Wednesday, July 10, 2013

Our Loss Of Humanity(ies)

Two of the greatest people in the late 20th Century, persons who forever changed the way we live today were college dropouts. I guess the question has to be, does less college make them more humane?

Steve Jobs, surely one of the greatest innovators of the 20th Century (whom the Chinese honored more than the country he was born in) and easily on par with the great Albert Einstein, never finished more than a semester of college. Bill Gates, who created one of the greatest companies in history and become one of the richest men in the world never graduated from Harvard. Yet, and maybe because of their rivalry, they changed the way the world works.
Steve Jobs

While many educators, pundits and critics are overly critical of what they did, in some ways they tried to correct the very illnesses they are blamed for. In trying to connect all of us in a variety of ways, what they achieved is seen by many as a degrading of society. I remember hearing Doris Kerns Goodwin speak, who I guess is my favorite historian (if you've never read TEAM OF RIVALS you should), bemoan the fact that no one writes letters anymore. Historians will not know what they were thinking. It was only later and maybe because of the revelations of Google and the NSA, I realized that every email, text message you write is in some data storage bank somewhere, forever. In fact, it could be a treasure trove far greater than anything we could ever imagine. ALL of the dirty little secrets could emerge, or as Snowden has shown, big ones as well.
Bill Gates

However, what we have lost is perspective. I don't know about you but when someone talks about something I don't know about, I grab my iPhone, much to my wife's dismay, and look it up. I want to know. How many times have I heard someone make a statement that is well, just not right? A lot. The reason? Because we just don't know. There are thoughts and attitudes that people have, but often they are wrong. We were never taught. If there is any cry that is truer than anything else ever said it was Georges Santana's statement that "Those who forget the past are condemned to relive it." Yes. And we are. Trust me.
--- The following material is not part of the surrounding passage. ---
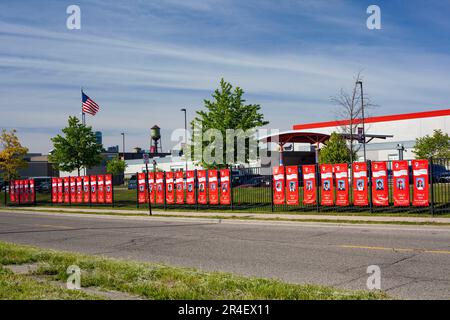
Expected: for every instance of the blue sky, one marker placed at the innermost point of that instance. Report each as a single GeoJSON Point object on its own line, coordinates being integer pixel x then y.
{"type": "Point", "coordinates": [144, 60]}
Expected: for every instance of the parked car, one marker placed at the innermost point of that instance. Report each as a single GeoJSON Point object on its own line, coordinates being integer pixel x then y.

An article in the paper recently by Tim Rutten called "Loss of Humanities Shrinks Our Humanity" has been percolating in my mind for awhile. My wife, a 4th grade teacher also complains about the fact the kids are drilled and killed all for the tests they have to take. What they are expected to do is literally regurgitate what they have been taught in math and language. Gone are the arts, music, social studies, even gym as they go through each day, day after day learning facts like robots. What education has failed to realize is that any fact, ANY fact is but a fingertip away. We kill any creativity before it has a chance to blossom.

There is hope. The new common core, something that was di rigor in the 1970's and what made America great is back. Kicking and screaming, schools across America are having to teach ideas, thoughts, connections. It is about letting kids make the kinds of connections that Jobs and Gates made. The connections that made America great.

I would spend hours as a kid reading Colliers Encyclopedia after my parents were conned into buying a set. I bet I was one of the few who read it. I also used it a lot as well. My son at about the age of 5 learned to read from his time in the "time out" corner (he was there a lot) from the Encyclopedia Britannia my in-laws had given us. It was chase him around the house with a wooden spoon or point a finger to the "corner."

It was my reading of David Goldfield's book AMERICA AFLAME that made me realize that for all the reading and education I had, I was not prepared to look at my country from the 1820's to 1876. Each page was a revelation. What was even harder to accept was that the United States was going through many of the very same battles today. True, there is no slavery per se, but the social and monetary issues are the same. I can remember visiting the Ellis Island Museum and realizing, I was stunned in fact, that the room devoted to the immigration of the Italians, well over 22 million from about 1910 to 1920 caused a tremendous lowering of allowable immigrants. Yet if you substituted Mexican or Latino for Italian the words were the same! The 1921 law dropped the quota to 750,000 a year. You had to be healthy or you were put back on the boat. My Opa immigrated from Saxony in 1925 and that very year the quota went from 750,000 to 250,000. In 1926 my Oma, my father and aunt arrived at Ellis Island. I was truly stunned. How did they do it? I even have a photo of them on the boat.

So, the battles we see today over immigration are not new. The Middle East? One historian said the main reason we became the United States of American was to defeat the Barbary Pirates. The first attempt at government couldn't do it, but a united United States could, and did. The irony was that the Pirates went on to Saudi Arabia.

So, it isn't a fact that we don't have the information, we don't know because we were never taught. We were never challenged to consider what happened and why. Until we do, change will never come. That is our loss.